Some think Smith is letting it fly with a stoked competitive fire because the Chiefs traded up to draft Patrick Mahomes. Kansas City head coach Andy Reid believes a strong supporting cast led by Tyreek Hill, Travis Kelce and rookie running back Kareem Hunt allows him to do big things Carr typically does.

There is, however, one constant heading into Thursday’s matchup. Smith has owned the Raiders. The Chiefs have had Carr’s number.

Smith is 9-1 against Oakland. Carr’s 1-5 against K.C.

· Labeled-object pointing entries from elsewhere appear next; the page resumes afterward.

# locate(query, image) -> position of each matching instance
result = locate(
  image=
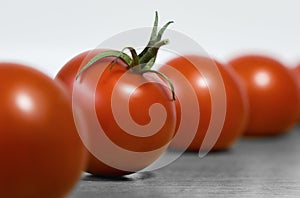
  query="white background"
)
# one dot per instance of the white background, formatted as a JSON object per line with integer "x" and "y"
{"x": 46, "y": 34}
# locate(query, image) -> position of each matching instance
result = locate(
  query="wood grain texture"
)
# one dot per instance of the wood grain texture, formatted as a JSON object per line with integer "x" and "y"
{"x": 261, "y": 167}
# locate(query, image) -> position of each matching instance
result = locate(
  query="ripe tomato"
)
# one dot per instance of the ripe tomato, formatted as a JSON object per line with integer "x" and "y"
{"x": 236, "y": 101}
{"x": 41, "y": 152}
{"x": 111, "y": 89}
{"x": 296, "y": 71}
{"x": 272, "y": 91}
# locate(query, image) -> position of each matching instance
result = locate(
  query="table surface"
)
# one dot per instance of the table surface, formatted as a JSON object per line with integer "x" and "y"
{"x": 259, "y": 167}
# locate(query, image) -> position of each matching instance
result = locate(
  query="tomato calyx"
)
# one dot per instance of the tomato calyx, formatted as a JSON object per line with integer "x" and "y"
{"x": 138, "y": 63}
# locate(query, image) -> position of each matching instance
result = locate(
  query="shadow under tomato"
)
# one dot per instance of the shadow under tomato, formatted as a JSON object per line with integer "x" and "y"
{"x": 131, "y": 177}
{"x": 196, "y": 152}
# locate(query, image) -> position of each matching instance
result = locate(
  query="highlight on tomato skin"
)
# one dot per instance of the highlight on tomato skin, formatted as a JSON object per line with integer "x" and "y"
{"x": 272, "y": 91}
{"x": 41, "y": 151}
{"x": 237, "y": 103}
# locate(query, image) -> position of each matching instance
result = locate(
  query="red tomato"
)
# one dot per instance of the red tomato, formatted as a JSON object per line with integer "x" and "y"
{"x": 236, "y": 101}
{"x": 41, "y": 151}
{"x": 139, "y": 99}
{"x": 296, "y": 71}
{"x": 273, "y": 94}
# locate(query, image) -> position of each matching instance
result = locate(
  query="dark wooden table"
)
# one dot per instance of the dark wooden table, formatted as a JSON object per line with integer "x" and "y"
{"x": 265, "y": 167}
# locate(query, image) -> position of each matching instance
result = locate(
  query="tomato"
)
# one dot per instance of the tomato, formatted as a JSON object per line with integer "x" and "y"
{"x": 135, "y": 89}
{"x": 296, "y": 72}
{"x": 41, "y": 152}
{"x": 125, "y": 115}
{"x": 236, "y": 102}
{"x": 272, "y": 91}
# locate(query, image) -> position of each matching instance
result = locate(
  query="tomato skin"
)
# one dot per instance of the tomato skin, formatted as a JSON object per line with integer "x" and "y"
{"x": 41, "y": 151}
{"x": 237, "y": 103}
{"x": 272, "y": 92}
{"x": 139, "y": 103}
{"x": 296, "y": 71}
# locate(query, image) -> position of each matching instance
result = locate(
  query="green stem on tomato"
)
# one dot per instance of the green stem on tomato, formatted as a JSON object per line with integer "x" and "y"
{"x": 138, "y": 63}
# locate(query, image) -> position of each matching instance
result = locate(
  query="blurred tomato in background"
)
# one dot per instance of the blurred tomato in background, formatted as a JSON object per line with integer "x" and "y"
{"x": 236, "y": 101}
{"x": 272, "y": 91}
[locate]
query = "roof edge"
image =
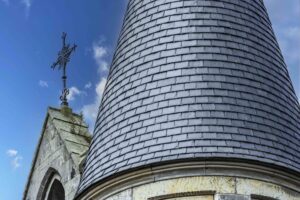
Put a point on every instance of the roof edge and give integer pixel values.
(247, 163)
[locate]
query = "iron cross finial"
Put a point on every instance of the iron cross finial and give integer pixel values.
(63, 58)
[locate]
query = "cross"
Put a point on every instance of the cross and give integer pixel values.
(63, 58)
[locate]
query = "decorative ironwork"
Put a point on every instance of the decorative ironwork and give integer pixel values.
(63, 58)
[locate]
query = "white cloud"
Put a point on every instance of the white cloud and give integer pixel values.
(88, 85)
(15, 158)
(11, 152)
(90, 111)
(99, 54)
(73, 92)
(43, 84)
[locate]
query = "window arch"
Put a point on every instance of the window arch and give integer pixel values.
(56, 191)
(51, 187)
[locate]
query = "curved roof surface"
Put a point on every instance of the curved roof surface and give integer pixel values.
(195, 79)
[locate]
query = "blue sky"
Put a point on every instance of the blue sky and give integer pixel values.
(29, 42)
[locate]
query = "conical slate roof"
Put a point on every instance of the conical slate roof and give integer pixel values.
(195, 79)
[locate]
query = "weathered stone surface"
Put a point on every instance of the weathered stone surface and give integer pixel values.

Smith has 8.3 yards per attempt, 19 touchdowns and just four picks against the Raiders. Carr averages 4.92 yards per attempt, six touchdowns and five interceptions versus the Chiefs.

“These are big games in the division,” Smith said. “You know they’re going to be four quarters. You know they’re going to come down to the end. You just try to go out there every single play and execute. They’re all hard fought and have been close.”

Carr knows Kansas City stands in the way of his ultimate goals. This year, he has to get past them to get the Raiders back on track. That won’t be easy.

“They do a good job of rushing the passer. They do a good job of stopping the run. They do a good job on the coverage end,” Carr said. “They’re sound. They’re really well-coached. (Chiefs defensive coordinator Bob Sutton) is a great coach. All the respect for him. So much respect that he even texted me when I got hurt last year. He’s just a good dude. But this week I don’t like him too much. He does a really good job of making sure everyone is locked in. They’re really smart. They’re really smart players. They don’t do a lot so they can see route concepts. They can visualize things and get used to seeing those kind of things.”